Effective Java by Joshua Bloch

Dear reader,
well i finally finished reading book Effective Java by Joshua Bloch (former Google chief Java architect at Google and currently professor at Carnegie Mellon University) and here are my thoughts about this book.


First of all how I got recommendation to read this book?
Onetime at German Java-land conference i met one very senior java developer and he recommended to me to  read this book and then later through my career as it consultant I heard a lot of times mentioning of this book by other devs and in December of 2020 I decided to read it from first to last page.

Was it worth it?
I say this book make me even more passionate about Java programming and i gain the deepest insight into Java language feature’s.
What author main message?
The author of this book tried to pick at Java most weakest points like serialization , threads management and side effects of object oriented implementations in Java things like: inheritance , overloading and overriding, Enum class types, access modifiers.
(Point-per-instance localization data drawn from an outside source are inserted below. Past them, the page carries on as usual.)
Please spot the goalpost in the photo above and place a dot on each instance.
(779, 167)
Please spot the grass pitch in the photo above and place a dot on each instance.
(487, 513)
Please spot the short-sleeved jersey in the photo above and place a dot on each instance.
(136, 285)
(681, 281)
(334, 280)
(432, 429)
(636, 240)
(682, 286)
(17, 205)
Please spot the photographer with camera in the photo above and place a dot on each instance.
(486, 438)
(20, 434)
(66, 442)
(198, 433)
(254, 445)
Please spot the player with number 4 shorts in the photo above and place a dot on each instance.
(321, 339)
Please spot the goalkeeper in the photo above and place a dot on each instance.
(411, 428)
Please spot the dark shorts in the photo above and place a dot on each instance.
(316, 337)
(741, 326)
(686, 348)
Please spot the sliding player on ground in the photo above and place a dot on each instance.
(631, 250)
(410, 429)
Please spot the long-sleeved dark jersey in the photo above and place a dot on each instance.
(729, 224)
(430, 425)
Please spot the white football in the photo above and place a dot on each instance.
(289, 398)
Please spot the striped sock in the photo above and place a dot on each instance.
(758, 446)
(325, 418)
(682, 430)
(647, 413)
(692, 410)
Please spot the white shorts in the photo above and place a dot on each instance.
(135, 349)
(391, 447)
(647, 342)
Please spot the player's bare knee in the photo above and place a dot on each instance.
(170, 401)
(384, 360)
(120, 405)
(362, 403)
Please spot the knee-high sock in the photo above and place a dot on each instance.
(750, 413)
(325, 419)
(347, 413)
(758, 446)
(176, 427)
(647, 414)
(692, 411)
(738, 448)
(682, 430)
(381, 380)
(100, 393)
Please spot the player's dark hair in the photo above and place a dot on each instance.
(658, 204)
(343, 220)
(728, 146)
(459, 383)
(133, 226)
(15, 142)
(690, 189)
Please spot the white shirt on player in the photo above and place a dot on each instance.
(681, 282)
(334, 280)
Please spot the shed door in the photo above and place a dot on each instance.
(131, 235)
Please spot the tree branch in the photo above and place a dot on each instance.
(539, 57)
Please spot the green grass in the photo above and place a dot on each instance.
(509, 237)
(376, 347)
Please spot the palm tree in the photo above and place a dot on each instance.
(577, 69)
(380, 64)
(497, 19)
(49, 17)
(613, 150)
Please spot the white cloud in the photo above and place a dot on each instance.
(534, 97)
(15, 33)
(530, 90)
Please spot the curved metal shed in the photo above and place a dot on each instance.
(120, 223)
Things which I absolutely disliked in this book:
The examples and the description about Java generics is very verbose and convoluted, with all honesty those topics even I would read again and again and writes some code in order to understand the point which author made in thisbook.
In this book you will find zero reference to unit tests.
I have impression that Joshua Bloch did a lot of work with legacy code, and nowadays Java can be tested through Junit framework , which allow you to catch many , many bugs before they really damage your code base.
This book tries to give you some reasoning and advise on what to do and what not to do in Java, but I think it´s applicable to all programming languages and in reality you don’t need to utilize all language features in order to build your modern Java enterprise application.
Joshua Bloch speaks about mutability in Java and how this is bad and can cause real problems in any software projects and sure  on that side I agree and it would be great if he added the functional Java examples into this book, but I think it was too much already to ask for. In my opinion mutability is not necessary evil , but only in the case where software design was done right.

Things which I absolutely liked in this book:
This book definitely shows how to apply certain api implementation’s in the  right way, try and catch and garbage collection (dont use finalize 😉 ), really some advises can be very productive and efficient.
The part about String class and the Enum Datatype and understanding that stream and thread don’t work actually good together , then analyzing with JMH http://openjdk.java.net/projects/code-tools/jmh/ and in addition this book answer real hard questions about class extensibility, inheritance and even security, autoboxing, thread and even much more 😉

Whom I recommend this book?
Well I think this book not for newbies, you will just be thrown away by the complexity of language examples.
In my opinion this book for experienced developers , which seek more insight and have developed less trust into Java core api, meaning that they know already that certaint default things in Java, dont work as the JDK Docs describes!
This book wont held your hands and will push you to think about the code in terms , which you previously not thought (this is actually very good)
There some criticism to IDE builders, which i personally dont liked , sure you not always need get and set in your class, but really its cool IDE feature 😉

What did you wished to see in this book?
I really missed the part about unit testing and functional programming in Java, my final impression about this book:

Joshua Bloch don’t use Junit tests in his research and projects, that his design most times is perfect and other people need to advance to his level of knowledge in order to comprehend the great design which he created, this is actually what expected from architects in most tech companies.
In my opinion you can create great code base and software design, but you must rely on unit tests and let them warn you if anything goes besides as expected , sure with Java and other languages some new features always added int language and if you want to use them most efficiently , then you must be able to write test’s for performance benchmarks for those language feature and only then in my opinion you will really know what to use and what not to use.

Summary: Overall interesting book, I think it’s quite good reference material for Java developers and time to time you need to look into this book, but don’t use this book to learn Java if you  do  this, then you doing yourself a disservice.
As novice you need to grasp Java core language and then later Java API and only then you ready for another level of knowledge.
So if you a java novice , learn the basics and do some real commercial projects and only then get a copy of the Joshua Bloch book and read it and try to apply the knowledge from this book.